でも……それでも、現世の空気を吸いたかった。精霊の庭よりも、人間の世界にいた記憶が濃いからなのかしら。
『そうかい? すぐ戻ってくることになってもいいのなら、耳を澄ましてごらん?』
言われた通りにすると、いくつかの声が聞こえてくる。
何を言っているのかわからない。でも《おいで》という意味だということがわかる、不思議な声だった。

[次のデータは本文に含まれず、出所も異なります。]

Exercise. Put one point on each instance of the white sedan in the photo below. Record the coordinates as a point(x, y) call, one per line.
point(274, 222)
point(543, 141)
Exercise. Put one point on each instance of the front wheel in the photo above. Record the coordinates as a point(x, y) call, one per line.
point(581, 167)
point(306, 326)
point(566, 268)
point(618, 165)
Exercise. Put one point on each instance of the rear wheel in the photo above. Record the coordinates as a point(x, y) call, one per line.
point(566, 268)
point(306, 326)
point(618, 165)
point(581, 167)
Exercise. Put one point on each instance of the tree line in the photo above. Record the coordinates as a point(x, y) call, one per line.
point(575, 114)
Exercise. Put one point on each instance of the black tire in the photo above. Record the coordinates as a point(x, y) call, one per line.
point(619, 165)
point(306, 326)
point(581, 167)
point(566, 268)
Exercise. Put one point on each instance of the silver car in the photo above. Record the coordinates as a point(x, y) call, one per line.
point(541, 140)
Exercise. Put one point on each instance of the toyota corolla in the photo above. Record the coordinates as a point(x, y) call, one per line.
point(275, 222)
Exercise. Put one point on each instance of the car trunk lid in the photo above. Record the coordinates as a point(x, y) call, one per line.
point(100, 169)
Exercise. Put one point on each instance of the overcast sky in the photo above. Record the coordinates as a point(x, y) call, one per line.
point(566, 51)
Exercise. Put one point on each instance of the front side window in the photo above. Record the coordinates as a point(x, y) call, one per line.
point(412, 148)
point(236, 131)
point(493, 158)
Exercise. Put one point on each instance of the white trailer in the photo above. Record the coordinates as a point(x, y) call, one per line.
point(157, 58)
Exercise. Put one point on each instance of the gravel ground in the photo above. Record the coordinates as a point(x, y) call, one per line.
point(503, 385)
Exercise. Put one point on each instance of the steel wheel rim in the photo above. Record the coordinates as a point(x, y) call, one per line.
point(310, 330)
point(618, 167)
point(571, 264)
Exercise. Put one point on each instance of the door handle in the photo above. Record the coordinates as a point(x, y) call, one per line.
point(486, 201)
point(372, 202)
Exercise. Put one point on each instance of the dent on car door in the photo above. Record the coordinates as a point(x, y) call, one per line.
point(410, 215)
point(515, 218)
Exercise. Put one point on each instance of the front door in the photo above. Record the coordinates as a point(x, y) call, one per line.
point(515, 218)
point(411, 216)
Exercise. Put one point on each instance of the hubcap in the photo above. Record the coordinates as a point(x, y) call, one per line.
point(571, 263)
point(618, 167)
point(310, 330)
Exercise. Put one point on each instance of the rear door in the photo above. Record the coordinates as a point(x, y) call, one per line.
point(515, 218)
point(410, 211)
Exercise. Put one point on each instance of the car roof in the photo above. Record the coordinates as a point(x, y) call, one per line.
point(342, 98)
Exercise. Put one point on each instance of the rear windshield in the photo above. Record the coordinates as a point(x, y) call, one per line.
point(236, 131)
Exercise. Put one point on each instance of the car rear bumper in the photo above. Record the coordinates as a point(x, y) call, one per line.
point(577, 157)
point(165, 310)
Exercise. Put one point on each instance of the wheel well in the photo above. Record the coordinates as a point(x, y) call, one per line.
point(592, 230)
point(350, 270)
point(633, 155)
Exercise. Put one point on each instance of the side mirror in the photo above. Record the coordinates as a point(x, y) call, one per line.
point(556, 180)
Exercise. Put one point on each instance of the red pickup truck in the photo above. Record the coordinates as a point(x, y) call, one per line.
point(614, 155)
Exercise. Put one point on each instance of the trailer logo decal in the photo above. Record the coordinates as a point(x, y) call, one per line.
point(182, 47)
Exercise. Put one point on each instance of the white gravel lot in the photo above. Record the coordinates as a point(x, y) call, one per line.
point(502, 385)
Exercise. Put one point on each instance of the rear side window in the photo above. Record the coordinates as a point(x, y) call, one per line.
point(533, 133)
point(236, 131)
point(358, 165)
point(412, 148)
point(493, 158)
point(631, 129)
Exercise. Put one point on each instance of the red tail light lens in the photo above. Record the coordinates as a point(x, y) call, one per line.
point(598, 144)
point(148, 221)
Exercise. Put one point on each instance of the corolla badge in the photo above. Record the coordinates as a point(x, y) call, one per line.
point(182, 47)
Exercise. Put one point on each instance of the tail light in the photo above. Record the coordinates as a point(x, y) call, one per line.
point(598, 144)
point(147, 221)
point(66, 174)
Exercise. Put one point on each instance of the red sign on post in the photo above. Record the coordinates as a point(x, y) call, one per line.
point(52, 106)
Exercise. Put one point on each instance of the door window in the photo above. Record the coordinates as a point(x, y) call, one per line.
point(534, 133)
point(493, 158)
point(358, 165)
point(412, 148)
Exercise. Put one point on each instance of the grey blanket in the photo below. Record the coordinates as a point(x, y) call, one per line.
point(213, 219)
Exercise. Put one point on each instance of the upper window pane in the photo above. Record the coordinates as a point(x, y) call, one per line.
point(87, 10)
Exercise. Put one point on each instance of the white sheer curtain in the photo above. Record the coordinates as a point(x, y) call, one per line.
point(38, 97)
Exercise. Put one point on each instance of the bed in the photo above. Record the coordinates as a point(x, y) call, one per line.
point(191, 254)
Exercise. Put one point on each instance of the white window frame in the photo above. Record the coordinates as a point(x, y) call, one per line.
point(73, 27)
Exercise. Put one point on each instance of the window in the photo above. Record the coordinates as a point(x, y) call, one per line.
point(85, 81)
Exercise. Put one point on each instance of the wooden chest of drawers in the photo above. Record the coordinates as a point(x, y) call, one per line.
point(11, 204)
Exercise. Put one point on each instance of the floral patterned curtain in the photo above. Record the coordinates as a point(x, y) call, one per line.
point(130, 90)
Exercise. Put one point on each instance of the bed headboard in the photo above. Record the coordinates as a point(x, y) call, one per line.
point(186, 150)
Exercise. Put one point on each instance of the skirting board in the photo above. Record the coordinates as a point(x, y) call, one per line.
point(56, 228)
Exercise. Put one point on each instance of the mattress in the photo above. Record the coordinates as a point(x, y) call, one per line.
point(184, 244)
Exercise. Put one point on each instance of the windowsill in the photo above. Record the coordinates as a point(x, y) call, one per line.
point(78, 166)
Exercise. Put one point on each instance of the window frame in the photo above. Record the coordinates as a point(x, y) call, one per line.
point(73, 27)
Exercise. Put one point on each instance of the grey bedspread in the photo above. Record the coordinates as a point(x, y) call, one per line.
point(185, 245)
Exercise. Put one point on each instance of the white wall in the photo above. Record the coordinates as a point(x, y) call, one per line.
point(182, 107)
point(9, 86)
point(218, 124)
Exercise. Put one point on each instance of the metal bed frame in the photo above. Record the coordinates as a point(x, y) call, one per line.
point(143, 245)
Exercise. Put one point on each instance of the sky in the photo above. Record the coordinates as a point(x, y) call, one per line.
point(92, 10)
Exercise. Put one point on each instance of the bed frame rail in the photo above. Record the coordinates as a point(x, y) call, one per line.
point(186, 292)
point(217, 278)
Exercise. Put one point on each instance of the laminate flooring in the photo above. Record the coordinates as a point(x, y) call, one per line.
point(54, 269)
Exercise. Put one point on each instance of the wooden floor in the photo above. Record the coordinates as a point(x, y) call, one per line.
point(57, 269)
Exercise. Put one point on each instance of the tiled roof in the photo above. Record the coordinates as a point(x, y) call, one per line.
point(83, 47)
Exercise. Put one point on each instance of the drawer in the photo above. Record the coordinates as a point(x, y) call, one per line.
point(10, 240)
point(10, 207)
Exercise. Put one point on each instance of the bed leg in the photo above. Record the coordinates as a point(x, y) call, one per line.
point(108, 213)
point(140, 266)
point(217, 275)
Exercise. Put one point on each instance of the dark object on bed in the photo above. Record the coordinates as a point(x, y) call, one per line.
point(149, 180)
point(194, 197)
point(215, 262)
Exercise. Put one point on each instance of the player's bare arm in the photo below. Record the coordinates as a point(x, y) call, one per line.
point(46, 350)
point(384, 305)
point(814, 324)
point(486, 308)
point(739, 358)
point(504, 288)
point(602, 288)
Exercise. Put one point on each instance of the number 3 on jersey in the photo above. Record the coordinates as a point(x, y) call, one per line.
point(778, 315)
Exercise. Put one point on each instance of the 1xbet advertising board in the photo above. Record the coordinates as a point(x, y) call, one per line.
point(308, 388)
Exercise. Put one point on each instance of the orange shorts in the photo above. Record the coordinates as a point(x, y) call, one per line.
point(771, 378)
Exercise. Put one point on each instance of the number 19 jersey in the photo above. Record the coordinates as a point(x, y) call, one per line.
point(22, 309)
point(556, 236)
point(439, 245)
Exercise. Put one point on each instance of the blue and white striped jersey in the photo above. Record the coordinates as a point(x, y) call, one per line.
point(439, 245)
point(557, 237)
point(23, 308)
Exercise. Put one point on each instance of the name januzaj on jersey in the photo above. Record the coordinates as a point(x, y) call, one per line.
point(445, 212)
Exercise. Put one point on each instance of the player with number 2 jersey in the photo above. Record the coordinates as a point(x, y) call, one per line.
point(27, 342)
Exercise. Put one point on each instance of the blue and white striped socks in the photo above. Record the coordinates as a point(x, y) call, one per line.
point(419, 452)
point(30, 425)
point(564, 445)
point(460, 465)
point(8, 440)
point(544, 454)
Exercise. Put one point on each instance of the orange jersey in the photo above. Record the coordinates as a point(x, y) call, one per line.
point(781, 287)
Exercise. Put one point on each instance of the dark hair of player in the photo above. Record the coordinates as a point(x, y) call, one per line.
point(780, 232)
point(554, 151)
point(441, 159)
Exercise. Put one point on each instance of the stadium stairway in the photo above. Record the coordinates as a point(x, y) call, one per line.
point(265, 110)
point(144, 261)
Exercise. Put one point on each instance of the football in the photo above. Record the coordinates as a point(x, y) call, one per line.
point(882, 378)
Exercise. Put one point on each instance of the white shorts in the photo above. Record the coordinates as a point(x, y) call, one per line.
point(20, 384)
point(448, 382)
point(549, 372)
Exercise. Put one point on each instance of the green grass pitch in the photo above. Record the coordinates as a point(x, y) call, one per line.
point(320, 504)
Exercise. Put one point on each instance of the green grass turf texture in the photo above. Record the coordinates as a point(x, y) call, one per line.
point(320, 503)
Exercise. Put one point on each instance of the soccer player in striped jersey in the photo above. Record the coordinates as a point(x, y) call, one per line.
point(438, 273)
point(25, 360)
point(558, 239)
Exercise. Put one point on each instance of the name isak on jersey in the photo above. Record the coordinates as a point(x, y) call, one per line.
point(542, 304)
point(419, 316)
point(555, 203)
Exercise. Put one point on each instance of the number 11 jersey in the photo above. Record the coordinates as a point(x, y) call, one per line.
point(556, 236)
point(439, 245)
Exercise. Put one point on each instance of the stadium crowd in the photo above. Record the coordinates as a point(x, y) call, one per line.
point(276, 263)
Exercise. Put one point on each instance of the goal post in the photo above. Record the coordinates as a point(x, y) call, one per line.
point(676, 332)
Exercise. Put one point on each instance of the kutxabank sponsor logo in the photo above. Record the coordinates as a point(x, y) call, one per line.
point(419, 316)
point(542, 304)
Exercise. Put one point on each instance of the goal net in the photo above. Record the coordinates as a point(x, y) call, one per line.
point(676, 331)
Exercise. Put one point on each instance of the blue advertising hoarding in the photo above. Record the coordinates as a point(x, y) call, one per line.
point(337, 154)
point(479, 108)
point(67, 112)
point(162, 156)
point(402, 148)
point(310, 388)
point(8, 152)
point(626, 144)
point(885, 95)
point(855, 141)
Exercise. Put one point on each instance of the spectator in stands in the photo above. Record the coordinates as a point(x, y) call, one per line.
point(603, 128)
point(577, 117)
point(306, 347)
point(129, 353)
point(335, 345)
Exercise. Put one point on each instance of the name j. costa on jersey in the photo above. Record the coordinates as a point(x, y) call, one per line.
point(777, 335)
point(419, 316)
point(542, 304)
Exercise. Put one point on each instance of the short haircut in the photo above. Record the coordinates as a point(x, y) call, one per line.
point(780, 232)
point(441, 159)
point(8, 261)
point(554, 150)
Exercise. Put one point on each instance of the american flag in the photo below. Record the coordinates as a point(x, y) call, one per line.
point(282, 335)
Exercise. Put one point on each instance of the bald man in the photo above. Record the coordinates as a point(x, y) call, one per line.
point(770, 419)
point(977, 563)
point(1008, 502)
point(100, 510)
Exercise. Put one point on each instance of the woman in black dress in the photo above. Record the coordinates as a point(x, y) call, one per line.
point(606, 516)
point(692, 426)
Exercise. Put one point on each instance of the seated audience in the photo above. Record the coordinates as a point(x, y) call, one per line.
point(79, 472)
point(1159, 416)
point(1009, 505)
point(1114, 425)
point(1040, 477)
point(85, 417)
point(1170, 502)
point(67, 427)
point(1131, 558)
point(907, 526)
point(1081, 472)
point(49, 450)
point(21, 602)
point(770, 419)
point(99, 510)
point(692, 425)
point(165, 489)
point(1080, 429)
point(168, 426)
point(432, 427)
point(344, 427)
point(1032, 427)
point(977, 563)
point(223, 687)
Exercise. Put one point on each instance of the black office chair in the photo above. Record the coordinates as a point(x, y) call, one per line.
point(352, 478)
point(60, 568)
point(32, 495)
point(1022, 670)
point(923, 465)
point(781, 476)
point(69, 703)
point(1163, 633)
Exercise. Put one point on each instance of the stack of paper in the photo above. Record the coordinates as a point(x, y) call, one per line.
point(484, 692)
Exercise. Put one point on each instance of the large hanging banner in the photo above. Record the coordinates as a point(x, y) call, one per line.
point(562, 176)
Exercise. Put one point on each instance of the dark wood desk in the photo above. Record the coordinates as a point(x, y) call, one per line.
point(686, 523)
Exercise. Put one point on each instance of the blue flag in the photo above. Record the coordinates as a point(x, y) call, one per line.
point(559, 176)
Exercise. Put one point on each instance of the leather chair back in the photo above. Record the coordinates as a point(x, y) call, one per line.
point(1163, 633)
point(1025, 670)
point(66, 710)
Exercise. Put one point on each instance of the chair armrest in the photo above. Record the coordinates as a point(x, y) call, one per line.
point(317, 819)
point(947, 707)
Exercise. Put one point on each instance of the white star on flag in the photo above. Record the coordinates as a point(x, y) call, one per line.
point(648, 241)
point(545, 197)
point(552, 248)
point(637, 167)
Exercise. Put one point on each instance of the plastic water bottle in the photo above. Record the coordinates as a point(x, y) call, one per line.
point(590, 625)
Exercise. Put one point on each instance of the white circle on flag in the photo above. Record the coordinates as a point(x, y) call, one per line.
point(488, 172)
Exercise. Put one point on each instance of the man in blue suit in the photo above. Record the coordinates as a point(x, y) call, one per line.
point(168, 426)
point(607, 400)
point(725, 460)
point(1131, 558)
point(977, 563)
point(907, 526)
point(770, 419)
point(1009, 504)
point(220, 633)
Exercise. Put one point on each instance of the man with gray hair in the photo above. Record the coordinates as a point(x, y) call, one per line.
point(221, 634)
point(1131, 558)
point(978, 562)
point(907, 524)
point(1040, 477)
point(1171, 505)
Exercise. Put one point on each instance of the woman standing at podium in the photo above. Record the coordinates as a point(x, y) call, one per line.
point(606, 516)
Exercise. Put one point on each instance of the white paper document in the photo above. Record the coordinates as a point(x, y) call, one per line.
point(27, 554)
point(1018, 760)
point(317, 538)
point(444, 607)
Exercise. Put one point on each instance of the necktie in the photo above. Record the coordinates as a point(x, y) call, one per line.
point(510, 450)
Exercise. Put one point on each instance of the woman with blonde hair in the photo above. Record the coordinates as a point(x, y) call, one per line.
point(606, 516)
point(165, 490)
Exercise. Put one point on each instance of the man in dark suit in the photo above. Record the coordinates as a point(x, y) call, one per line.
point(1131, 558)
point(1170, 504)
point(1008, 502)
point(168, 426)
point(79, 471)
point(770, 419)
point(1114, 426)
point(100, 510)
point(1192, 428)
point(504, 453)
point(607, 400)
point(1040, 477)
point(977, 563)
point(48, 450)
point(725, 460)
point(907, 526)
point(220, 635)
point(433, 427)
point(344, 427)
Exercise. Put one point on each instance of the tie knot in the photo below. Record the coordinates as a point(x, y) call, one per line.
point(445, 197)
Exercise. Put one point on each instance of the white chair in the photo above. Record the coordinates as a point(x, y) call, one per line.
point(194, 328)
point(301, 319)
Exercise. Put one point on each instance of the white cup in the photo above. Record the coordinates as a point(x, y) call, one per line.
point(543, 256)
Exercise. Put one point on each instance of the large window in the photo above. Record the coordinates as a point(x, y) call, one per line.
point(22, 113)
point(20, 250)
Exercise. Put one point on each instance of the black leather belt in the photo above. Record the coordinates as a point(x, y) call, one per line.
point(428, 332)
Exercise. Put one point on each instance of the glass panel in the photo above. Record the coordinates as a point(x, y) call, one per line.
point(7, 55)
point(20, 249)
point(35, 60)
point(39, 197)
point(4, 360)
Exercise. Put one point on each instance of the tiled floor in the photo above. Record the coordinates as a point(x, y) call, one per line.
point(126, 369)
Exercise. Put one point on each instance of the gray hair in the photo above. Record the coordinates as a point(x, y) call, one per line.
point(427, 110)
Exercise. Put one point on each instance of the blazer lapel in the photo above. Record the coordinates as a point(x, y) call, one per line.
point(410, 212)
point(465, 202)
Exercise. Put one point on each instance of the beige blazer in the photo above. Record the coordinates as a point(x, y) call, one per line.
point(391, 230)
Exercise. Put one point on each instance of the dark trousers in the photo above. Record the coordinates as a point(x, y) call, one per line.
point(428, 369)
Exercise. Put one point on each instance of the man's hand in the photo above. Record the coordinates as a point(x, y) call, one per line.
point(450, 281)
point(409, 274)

エリューの立つ泉の側にいると、その声はよく聞こえた。
「これは何かしら? エリュー」
『現世にいる魔法使いの呼び声さ。召喚だよ。魔獣や精霊を呼び出すには、呪文と魔力が必要だ。けれど魔力が足りないと、生まれたての精霊を呼び出すぐらいしかできないんだよ』
現世での姿を保てなくなって、すぐこちらに戻されてしまうらしい。その長さは相手の魔力次第らしい。
それでも現世を見たい。だけど心配が一つだけあった。
「エリュー、向こうで消滅したら、痛いのかしら?」
現世では死ぬということじゃないのだろうか。だからと思ったが、エリューは笑った。
『精霊の卵はまだ、あちらで具現できるほどの体を持っていないからね。夢みたいなものだよ。おそらく何かの物に込められる形になるだろうけど、その物が壊されても痛くはない』
「だったら行きたいわ!」
痛くないなら、ためらう必要なんてない。
私は早速、聞こえてきた中で可愛らしい声の呪文に、呼び出されることにした。